Below there’s an excerpt of get-state subprogram and its output:

$ sudo ./snabb alarms get-state lwaftr /
alarm-list {
   alarm {
      alarm-type-id arp-resolution;
      alarm-type-qualifier '';
      resource 21385;
      alarm-text
         "Make sure you can resolve external-interface.next-hop.ip address manually."
         "If it cannot be resolved, consider setting the MAC address of the next-hop directly."
         "To do it so, set external-interface.next-hop.mac to the value of the MAC address.";
      is-cleared false;
      last-changed 2018-06-18T14:57:40Z;
      perceived-severity critical;
      status-change {
         time 2018-06-18T14:57:40Z;
         alarm-text 
            "Make sure you can resolve external-interface.next-hop.ip address manually."
            "If it cannot be resolved, consider setting the MAC address of the next-hop directly."
            "To do it so, set external-interface.next-hop.mac to the value of the MAC address.";
         perceived-severity critical;
      }
      time-created 2018-06-18T14:57:40Z;
   }
   last-changed 2018-06-18T14:57:40Z;
   number-of-alarms 1;
}

The alarms module keeps all its state into one Snabb instance, the leader process. As a reminder, since v3.0 the lwAFTR runs in a multiprocess architecture which consists of:

  • 1 Leader, which manages changes in lwAFTR configuration file. For instance, changes in softwires (add, remove, update).
  • 1 or N Workers, which runs a lwAFTR data-plane.

Both processes communicate via an IPC (Inter-process communication) mechanism, in this case a message channel implemented using sockets. When a worker raises an alarm, a message is sent to the leader via a worker. The leader polls the alarms-channel periodically, consuming all the stored messages. The result of processing a message is an action that alters the alarms state, for instance, adding a new alarm to the inventory, raising an alarm, clearing it, etc. All this logic is coded in lib/ptree/ptree.lua and lib/ptree/alarm_coded.lua.

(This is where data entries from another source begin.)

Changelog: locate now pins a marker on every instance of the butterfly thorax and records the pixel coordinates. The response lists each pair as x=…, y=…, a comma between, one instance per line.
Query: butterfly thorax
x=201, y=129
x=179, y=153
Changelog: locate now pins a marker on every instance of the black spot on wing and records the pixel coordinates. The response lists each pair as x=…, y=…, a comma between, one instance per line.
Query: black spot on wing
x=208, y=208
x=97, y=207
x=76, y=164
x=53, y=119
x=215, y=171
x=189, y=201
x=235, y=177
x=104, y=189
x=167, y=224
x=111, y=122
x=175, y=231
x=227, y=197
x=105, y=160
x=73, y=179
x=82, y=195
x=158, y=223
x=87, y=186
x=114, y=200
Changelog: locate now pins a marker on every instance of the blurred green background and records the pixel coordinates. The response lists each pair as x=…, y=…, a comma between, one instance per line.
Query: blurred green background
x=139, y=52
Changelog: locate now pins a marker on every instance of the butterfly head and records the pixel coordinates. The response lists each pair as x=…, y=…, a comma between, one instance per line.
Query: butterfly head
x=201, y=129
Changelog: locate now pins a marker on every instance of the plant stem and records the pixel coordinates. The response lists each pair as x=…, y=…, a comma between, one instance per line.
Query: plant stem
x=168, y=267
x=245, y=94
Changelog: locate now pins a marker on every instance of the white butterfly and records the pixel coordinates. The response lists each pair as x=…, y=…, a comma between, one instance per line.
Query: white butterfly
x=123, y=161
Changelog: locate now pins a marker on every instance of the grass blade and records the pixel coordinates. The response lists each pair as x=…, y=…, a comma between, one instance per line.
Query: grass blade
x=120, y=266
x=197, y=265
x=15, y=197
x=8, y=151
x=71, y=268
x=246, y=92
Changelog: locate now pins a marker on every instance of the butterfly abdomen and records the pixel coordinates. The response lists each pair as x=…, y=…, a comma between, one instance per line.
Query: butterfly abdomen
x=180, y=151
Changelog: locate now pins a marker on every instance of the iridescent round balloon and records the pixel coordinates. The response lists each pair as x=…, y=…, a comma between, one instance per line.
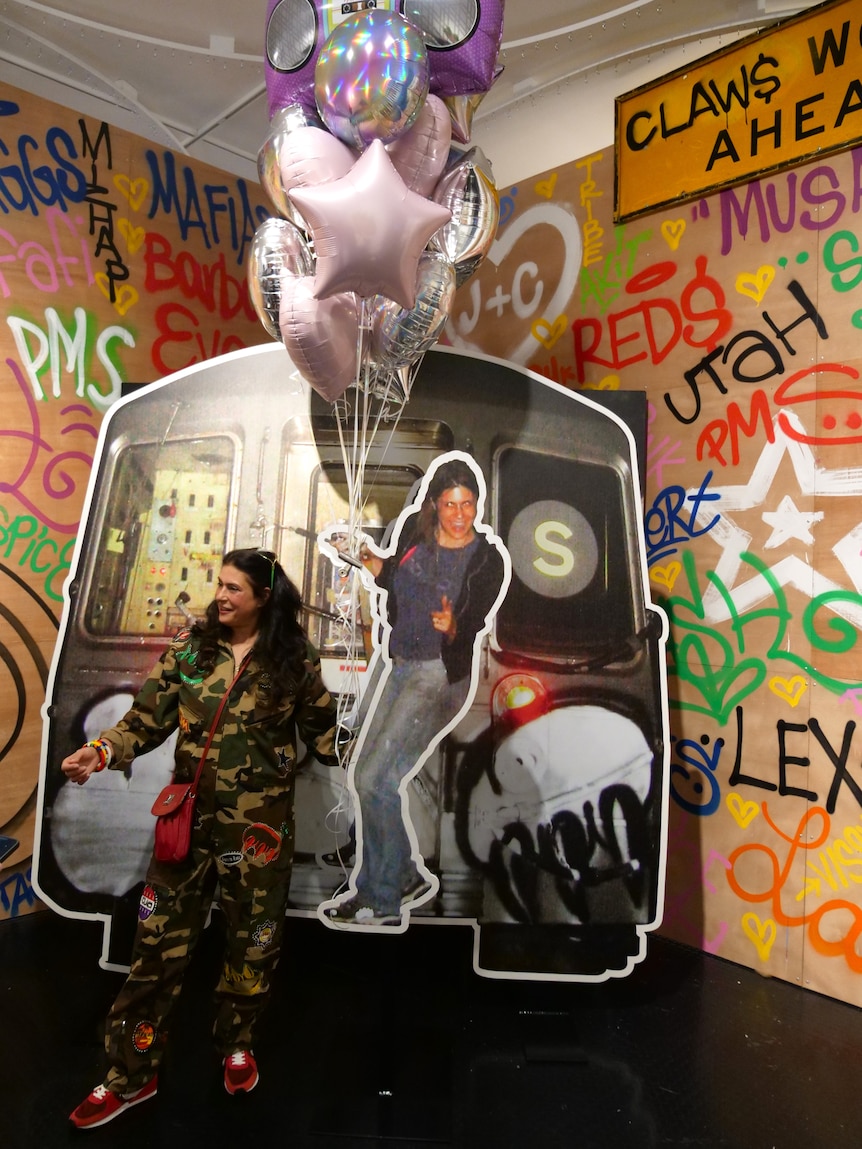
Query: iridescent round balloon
x=371, y=77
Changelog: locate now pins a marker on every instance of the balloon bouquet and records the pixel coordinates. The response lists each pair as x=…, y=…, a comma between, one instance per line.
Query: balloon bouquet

Besides alarms, there are also notifications. A notification is a sort of simple message that is emitted under certain circumstances: when an alarm is raised, when its status change or when a new alarm-type is added to the inventory. Notifications are a native YANG element, not particular only to alarms.

In Snabb, the notifications mechanism is also implemented via sockets. In this case, a socket connects a lwAFTR leader to a series of peers that listen on the socket. When a notification is triggered, a new notification is added to the leader’s list of notifications. The leader process runs a fiber that constantly polls this list. If it finds new entries, the notifications got serialized to a JSON object and are sent through the socket. Once a notification is sent, it’s removed from the alarms state. This logic is implemented lib/ptree/ptree.lua and lib/yang/alarms.lua.

Summary and conclusions

YANG Alarms is a simple mechanism to notify erroneous conditions. The main strengths of this module are:

  • It’s encoded as a YANG module, with all the advantages which that represents (common vocabulary and semantics, reusable).
  • Signaling errors by simply printing out messages in stdout is not reliable, as they can be easily missed. Alarms are in-memory stored, they keep state which can be later consulted on demand.
  • Active notifications for the most important state changes. This allows to hook external programs, which do not need to constantly poll the artifact current state to check whether a change happened.

On the down side, I personally think that the amount of information tracked per alarm is excessive, making the YANG specification more complex than one may thought at first. Fortunately, programs interested in supporting this module do not need to implement all the features specified, being satisfied with just a subset of all the module’s features. At the moment of writing this, the YANG alarms proposal is still a draft but hopefully it will become an standard after several revisions.